Draußen auf dem Flur angekommen, fing ich erneut an zu frösteln. Durch die offenen Fenster wehte frische Nachtluft auf die spärlich beleuchteten Gänge, weswegen es ziemlich kalt war.

Planlos lief ich den Gang links herunter. Währenddessen schaute ich mir genauestens mein Umfeld an; nahm die großen Familienportraits an den steinernen Wänden wahr, die vielen flackernden Fackeln und den roten Teppich unter meinen Füßen. Hier und da erkannte ich feine Risse und Kratzer in der Wand, welche auf Schwertkämpfe innerhalb des Palastes schließen ließen. Pflanzen, teilweise zur Hälfte verwelkt, standen an jeder Kreuzung. Sie waren das einzige, was etwas leben in die triste Umgebung brachte.

Nach der dritten Kreuzung entschied ich mich dafür, einen anderen Weg einzuschlagen.

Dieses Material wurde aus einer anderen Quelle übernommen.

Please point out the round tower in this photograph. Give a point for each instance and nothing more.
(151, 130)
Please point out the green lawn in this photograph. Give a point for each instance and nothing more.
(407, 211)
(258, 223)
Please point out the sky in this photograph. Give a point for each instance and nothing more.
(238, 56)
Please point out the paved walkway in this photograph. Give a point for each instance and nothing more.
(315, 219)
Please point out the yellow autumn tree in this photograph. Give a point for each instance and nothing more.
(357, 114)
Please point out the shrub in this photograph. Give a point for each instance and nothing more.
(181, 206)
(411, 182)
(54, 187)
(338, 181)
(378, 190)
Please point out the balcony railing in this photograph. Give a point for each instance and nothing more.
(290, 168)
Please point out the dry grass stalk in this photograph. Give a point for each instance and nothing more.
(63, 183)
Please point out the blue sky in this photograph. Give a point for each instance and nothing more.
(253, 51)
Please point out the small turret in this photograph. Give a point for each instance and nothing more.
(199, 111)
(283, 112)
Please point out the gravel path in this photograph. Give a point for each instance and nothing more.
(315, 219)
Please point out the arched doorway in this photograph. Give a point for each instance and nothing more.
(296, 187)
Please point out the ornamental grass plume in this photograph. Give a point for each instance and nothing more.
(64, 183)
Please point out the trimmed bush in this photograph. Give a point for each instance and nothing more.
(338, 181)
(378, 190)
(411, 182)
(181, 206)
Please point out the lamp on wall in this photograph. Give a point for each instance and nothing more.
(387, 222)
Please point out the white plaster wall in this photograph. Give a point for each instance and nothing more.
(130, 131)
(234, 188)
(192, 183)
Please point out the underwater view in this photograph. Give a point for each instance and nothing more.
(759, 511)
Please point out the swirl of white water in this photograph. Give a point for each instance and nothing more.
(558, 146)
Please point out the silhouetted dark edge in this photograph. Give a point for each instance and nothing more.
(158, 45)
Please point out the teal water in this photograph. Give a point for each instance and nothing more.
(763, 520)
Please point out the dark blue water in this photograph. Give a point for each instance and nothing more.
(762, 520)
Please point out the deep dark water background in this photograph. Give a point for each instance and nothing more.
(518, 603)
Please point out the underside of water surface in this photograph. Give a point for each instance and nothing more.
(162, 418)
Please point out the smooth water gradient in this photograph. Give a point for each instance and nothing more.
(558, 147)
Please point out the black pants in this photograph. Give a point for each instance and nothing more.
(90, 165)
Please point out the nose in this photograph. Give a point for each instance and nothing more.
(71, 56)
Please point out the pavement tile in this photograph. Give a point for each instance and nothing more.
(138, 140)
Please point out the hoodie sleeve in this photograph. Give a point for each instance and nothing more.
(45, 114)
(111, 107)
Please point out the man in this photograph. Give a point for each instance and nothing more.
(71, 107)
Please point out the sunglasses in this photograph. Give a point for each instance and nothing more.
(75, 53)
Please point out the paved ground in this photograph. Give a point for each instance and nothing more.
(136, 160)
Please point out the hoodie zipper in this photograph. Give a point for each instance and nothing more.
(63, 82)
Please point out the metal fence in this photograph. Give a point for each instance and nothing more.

Dieses Mal bog ich nach rechts ab, in einen Teil des Palastes, den ich vorher noch nicht betreten hatte. Er sah genauso langweilig aus, wie die restlichen Flure und ich bekam Angst, nachher nicht mehr zurück zu meinem Schlafsaal zu finden.
Doch ich musste zugeben, dass die frische Luft und die Ablenkung durch die unbekannte Umgebung mir unheimlich guttaten. Für einen kurzen Moment dachte ich nicht an Wangyu und seinen abgehakten Kopf, oder wie meine geliebte Familie an seiner Stelle aussehen würde.

Meine Familie...

Gerade als ich mich an das lächelnde Gesicht meiner Mutter und meiner Schwester erinnerte, drang ein lauter Ruf durch die stillen Gänge. Schöne Erinnerungen zerplatzten und wurden ersetzt durch blanke Panik. Ich blieb wie angewurzelt auf der Stelle stehen.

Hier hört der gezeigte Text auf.